Out of all the mysterious things in this world, out of all the complications and misunderstandings, I do know one thing; Love is a mental illness.
We do not choose who we love, it just happens. Sometimes slowly over time, sometimes all at once. Love is it’s own being. I wouldn’t go so far to say love is a disease, but it is a sickness. It sets in, takes it course and for me at least, eventually works its way out.
I’ve been in love twice in my life. The first love, was the sweetest. I was nineteen years old, still a kid in my eyes. But in his eyes, I was a woman. Our love grew quickly. So quick in fact we said those three words before we were even official. There is some romance in that isn’t there?
One year, passed by, then two, then before we knew it eight. It was that year, we decided to part ways. We still loved each other, but at some point our love went from being in love to just love. And although it was painful, and utterly sad, that was okay. Our love went from one form of being to being unconditional.
We still talk on the phone most days. We see each other often and as odd as it may seem, he is now more of a brother than anything. Absolutely no sexual desire between us whatsoever, just unconditional love. We didn’t choose for it to be this way, it just became so. As we age, I realize that him and I were meant to be this way.
My second love was the hardest. It was complete madness. It happened quickly, and ended just the same. This love, made me realize that no matter how fucking fantastic and amazing it is to be in love, it is the worst fucking feeling when it ends. It is this love, that makes me never want to fall in love again.
For us, our love was a sickness. Please, don’t misunderstand me. I am in no way degrading this experience nor am I regretful. In fact, I am thankful for it, for all of it. .
I won’t get into all the details of our love. But it ended with heart break and complete sadness. It was misery and nothingness. It was a blue meloncholy fog, suffocating my every being.
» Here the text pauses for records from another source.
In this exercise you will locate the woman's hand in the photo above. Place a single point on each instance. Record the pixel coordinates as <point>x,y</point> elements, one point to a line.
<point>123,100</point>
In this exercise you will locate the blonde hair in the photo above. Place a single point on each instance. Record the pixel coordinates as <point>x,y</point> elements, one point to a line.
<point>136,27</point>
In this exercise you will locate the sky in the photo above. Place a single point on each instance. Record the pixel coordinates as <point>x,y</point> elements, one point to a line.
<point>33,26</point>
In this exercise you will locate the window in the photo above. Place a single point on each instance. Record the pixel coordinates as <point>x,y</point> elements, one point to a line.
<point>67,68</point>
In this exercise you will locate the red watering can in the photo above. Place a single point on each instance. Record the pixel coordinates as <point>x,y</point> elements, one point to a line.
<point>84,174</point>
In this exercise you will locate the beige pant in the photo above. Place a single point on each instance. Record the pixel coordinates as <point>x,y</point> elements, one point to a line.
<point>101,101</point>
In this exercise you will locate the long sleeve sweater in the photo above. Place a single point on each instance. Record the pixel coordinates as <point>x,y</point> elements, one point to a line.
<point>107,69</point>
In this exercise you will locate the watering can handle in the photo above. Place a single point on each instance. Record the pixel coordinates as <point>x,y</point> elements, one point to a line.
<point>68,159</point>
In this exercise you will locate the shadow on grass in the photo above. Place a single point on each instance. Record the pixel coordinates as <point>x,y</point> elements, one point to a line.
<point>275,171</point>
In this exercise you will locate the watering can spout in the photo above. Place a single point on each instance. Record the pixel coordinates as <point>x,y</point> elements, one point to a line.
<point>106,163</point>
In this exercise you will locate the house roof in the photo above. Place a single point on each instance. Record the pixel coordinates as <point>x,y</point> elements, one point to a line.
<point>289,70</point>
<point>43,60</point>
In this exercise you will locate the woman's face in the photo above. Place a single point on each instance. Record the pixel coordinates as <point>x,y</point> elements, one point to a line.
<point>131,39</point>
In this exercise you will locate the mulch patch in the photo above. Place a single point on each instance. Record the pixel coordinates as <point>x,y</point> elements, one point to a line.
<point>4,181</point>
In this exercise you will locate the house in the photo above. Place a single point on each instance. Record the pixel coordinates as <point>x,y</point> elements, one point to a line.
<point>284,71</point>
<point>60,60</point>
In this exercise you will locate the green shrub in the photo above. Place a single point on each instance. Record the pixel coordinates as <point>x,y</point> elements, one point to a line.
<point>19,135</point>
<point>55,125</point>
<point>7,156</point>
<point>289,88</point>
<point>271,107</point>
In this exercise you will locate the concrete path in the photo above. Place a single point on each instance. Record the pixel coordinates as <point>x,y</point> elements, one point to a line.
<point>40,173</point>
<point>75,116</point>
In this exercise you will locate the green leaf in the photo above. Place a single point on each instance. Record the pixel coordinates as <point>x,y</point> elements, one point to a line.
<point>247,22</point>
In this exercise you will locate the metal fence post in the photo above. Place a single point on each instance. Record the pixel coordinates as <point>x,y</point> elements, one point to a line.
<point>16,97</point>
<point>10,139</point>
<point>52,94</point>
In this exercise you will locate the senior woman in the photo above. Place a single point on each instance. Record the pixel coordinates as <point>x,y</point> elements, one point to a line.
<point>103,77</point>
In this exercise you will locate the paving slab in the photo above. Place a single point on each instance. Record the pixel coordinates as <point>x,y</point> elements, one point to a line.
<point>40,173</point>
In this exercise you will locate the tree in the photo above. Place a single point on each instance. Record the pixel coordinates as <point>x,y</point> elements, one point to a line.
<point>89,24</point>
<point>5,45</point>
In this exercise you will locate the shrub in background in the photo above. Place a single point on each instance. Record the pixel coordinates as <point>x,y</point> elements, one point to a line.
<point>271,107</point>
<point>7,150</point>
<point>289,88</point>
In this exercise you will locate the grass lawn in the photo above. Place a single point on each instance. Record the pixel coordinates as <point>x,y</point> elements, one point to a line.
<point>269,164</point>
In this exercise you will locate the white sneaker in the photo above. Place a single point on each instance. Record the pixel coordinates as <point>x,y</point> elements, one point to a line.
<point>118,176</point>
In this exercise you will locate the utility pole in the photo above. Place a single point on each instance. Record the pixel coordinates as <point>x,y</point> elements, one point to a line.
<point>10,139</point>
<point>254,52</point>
In truth, I never got over him. That isn’t to say I didn’t try.
I never chose to fall in love with him, but I did and madly so. The problem is I couldn’t get out. The love I had, made me sad, all the time. I was constantly crying, I was constantly anxious, and I was constantly disappointed in myself. I wanted to be with him so badly, but he had moved on and loved someone else. I suppose in some regard, that hurt even more, knowing that the love he once had for me has gone onto another.
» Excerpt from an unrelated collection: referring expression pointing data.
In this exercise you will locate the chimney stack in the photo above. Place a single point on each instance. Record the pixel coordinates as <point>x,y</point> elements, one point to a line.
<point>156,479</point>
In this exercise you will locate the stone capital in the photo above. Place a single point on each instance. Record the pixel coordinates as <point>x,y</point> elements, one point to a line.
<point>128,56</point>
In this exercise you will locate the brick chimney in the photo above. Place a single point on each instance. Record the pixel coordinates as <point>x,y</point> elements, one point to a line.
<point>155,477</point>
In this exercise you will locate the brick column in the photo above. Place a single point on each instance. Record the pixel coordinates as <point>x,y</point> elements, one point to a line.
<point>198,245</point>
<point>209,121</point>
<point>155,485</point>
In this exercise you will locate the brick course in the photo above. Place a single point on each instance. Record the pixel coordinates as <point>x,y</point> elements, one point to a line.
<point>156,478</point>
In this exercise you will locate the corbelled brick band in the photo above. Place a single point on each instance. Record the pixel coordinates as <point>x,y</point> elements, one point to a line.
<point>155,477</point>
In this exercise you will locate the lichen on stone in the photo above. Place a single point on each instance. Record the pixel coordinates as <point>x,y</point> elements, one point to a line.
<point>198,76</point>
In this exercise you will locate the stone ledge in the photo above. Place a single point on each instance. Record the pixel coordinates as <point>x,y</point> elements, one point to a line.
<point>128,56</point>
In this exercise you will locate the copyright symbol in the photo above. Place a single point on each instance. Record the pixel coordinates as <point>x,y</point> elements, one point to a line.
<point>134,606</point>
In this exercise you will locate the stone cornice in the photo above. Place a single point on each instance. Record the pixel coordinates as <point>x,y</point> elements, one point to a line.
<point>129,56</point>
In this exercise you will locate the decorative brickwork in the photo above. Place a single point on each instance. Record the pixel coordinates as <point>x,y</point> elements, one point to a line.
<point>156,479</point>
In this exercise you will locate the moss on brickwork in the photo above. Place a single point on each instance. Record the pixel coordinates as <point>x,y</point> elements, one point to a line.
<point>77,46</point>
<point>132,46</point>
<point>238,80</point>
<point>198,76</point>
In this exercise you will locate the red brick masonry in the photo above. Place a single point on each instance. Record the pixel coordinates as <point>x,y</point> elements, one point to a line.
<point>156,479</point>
I would rather be embraced by nothingness, than love, but the sickness chooses, I don’t get too.
Time does help. Eventually days and weeks and months passed, and my love for him was still very much there, but it was deeper in my body. A place were I often wouldn’t venture too, for fear of being suffocated by the sadness that came with it.
A year or so had passed now, and we started talking again. At first it was odd, but it was so familiar and I didn’t realize how much I truly missed it. Apologies were strung back and forth between our dialogue, intermittent with fond memories, and obscure political rants. And at the end, he said he still loved me, had always loved me, and never stopped. Of course, I felt the same, but I don’t think I can go there again, at least not now. As much as I would love to jump back the into lunacy of what we had, I was sick then. And all my symptoms have not been healed, even to this day.
I cannot choose love. And although it is still very much there for him, I’m choosing to love myself first.